NEW YORK, New York - An unexpected slide in U.S. consumer confidence caught investors offside on Tuesday, pushing all the major indices on Wall Street sharply lower.
Aided by major falls on overseas markets, and sharply rising Treasury yields, losses by the end of Tuesday were substantial.
Correspondingly, the U.S. dollar moved higher, and is now fast approaching an 11-month high.
"But given that wave seems to be cresting, there's hope confidence just hit its nadir," Robert Frick, corporate economist at Navy Federal Credit Union in Vienna, Virginia told Reuters news agency Tuesday.
"Assuming predictions of Delta dropping hold true, this setback may be a three-month trough during the recovery rally."
The biggest damage was in the technology sector. The Nasdaq Composite shed 423.29 points or 2.83 percent to 14,546.68.
The Dow Jones industrials got scalped 569.38 points or 1.63 percent, to close Tuesday at 34,299.99.
The Standard and Poor's 500 fell 90.48 points or 2.04 percent to 4,352.63.
The U.S. dollar rallied, sending the British pound tumbling to 1.3535. The Japanese yen was sold of to 111.53. The Swiss franc buckled to 0.9296. The euro fell to 1.1675.
The Canadian dollar was lower at 1.2681. The Australian dollar was unwanted at 0.7239. The New Zealand dollar was friendless at 0.6955.

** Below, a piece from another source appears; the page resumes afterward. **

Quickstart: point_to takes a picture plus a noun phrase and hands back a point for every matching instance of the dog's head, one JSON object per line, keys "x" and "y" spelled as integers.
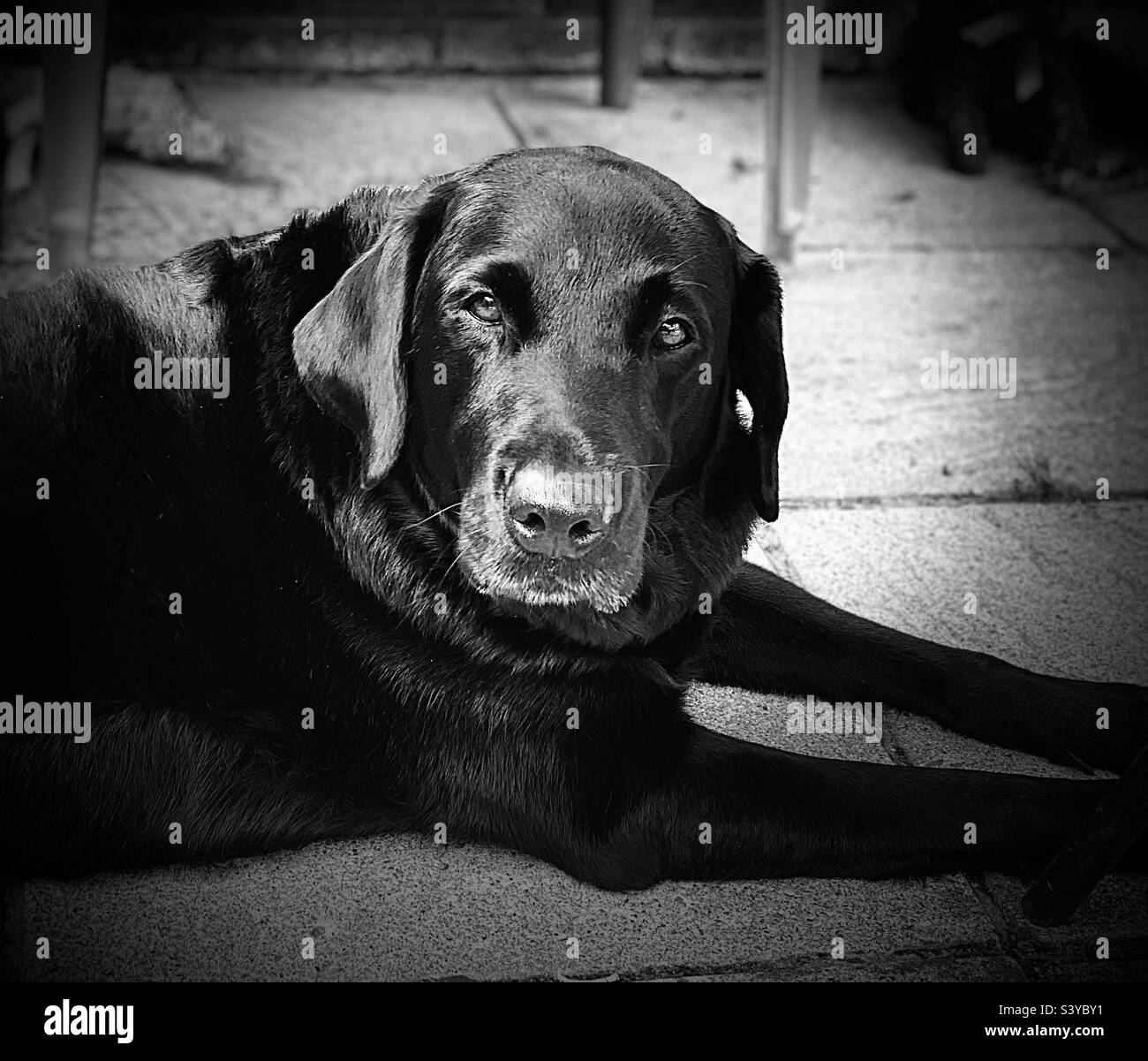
{"x": 552, "y": 342}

In London, the FTSE 100 slipped 0.50 percent. The falls in Europe however were much more substantial. The Germann Dax shed 2.09 percent. The Paris-based CAC 40 did worse, diving 2.17 percent.
On Asian markets, the Australian All Ordinaries shed 102.40 points or 1.33 percent to 7,588.30, Business Sun reported.
In Japan, the Nikkei 225 slid 56.10 points or 0.19 percent to 30,183.96.
China's Shanghai Composite declined 19.39 points or 0.54 percent to 3,602.22.
Going against the trend, the Hang Seng in Hong Kong advanced 291.61 points or 1.20 percent to 24,500.39.